Quantum of EOT still not known. Previous media reports speculated that MMC-Gamuda will seek a variation order of as much as RM1.5bn from the Government due to cost overruns in the RM12.5bn Ipoh-Padang Besar EDT project. Recall that the project was previously granted an Extension of Time (EOT) by the government from 2013 to 2014 due to the late handover of land by the authorities. Management admitted that a claim for EOT will likely be filed. The exact quantum has yet to be specified but the amount is likely to be significantly lower than the RM1.5bn reported. Progress on the EDT is now largely on track, with 81% of the works completed. The Padang Besar-Ipoh section will be completed by mid-2014 and the Bukit Mertajam-Butterworth section by end-2014.
Potential jobs ahead. Management conceded that official award of the southern portion of the EDT running from Gemas to Johor Bahru worth a total of RM8bn is likely to take place after the general election, which is now rumored to be held in Sept this year. Its share of works and equity stake in the partnership with China Railway Construction Co has not been determined but management is confident of bagging at least half of the jobs available. Meanwhile, the remaining two lines of the KV MRT are currently undergoing evaluation by independent consultants and we understand that the exact alignment will be determined by 1QCY13 and potentially awarded in 2HCY13.We continue to like Gamuda's chances of bagging the underground portion of the remaining two KV MRT lines, which we estimate to be worth at least RM15bn given the Government's preference for local contractors and the fact that Gamuda has already procured the necessary equipment for the SBK line and which are ready for redeployment. 
Nothing concrete on Litrak yet. Talks with PLUS on the potential disposal of Gamuda's toll concessionaires in the country are ongoing but nothing concrete has emerged so far. Should this materialize, management does not discount the possibility that it might plough back some cash to its existing shareholders.
Property segment may slow down. The company's 9MFY12 property sales totaled RM1.2bn (of which RM920m was recorded in Malaysia and RM270m from Vietnam) vis-''-vis its full-year target of RM2.0bn, with unbilled sales now totaling RM1.3bn. In light of the weaker sentiment amid a cautious property market outlook, management said that sales, especially in the higher end segment, are slowing. We are forecasting property sales of RM1.5bn for FY12, RM1.8bn for FY13 and RM2.0bn for FY14. Elsewhere, the group is beefing up its landbank with the latest acquisition of a 5-acre site in Kelana Jaya for RM95m cash. It has been earmarked as the site for a mixed SOHO and retail development with an estimated GDV of RM600m.

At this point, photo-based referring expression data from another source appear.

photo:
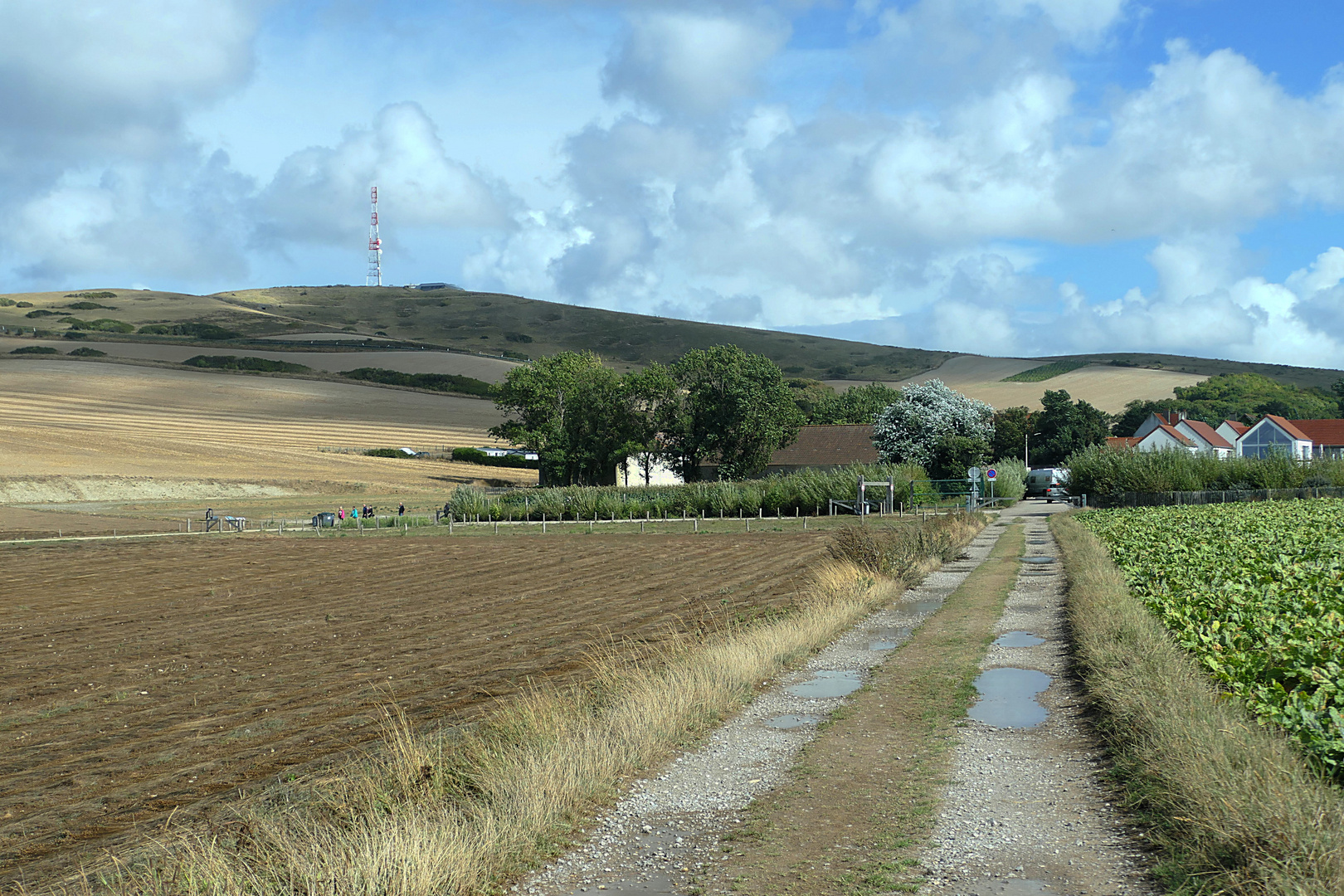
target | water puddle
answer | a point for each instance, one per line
(1019, 640)
(889, 638)
(1011, 889)
(788, 723)
(828, 683)
(919, 607)
(1008, 698)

BUY. We are encouraged by the decent results and believe that earnings would come in even stronger once the KV MRT project shifts into high gear. While we make no major changes to our core assumptions for now as we understand from management that the margins recognized from EDT are likely to normalize in 4QFY12 as the project approaches its tail-end, our FY12-FY14 net profit estimates are revised upwards by a marginal 0.2%-1.6% for housekeeping purposes. Maintain BUY, with our SOP-based FV now revised to RM4.46 (from RM4.58 previously), due to slight tweaks to our earnings forecasts as well as an enlarged share base following the exercise of some ESOS shares.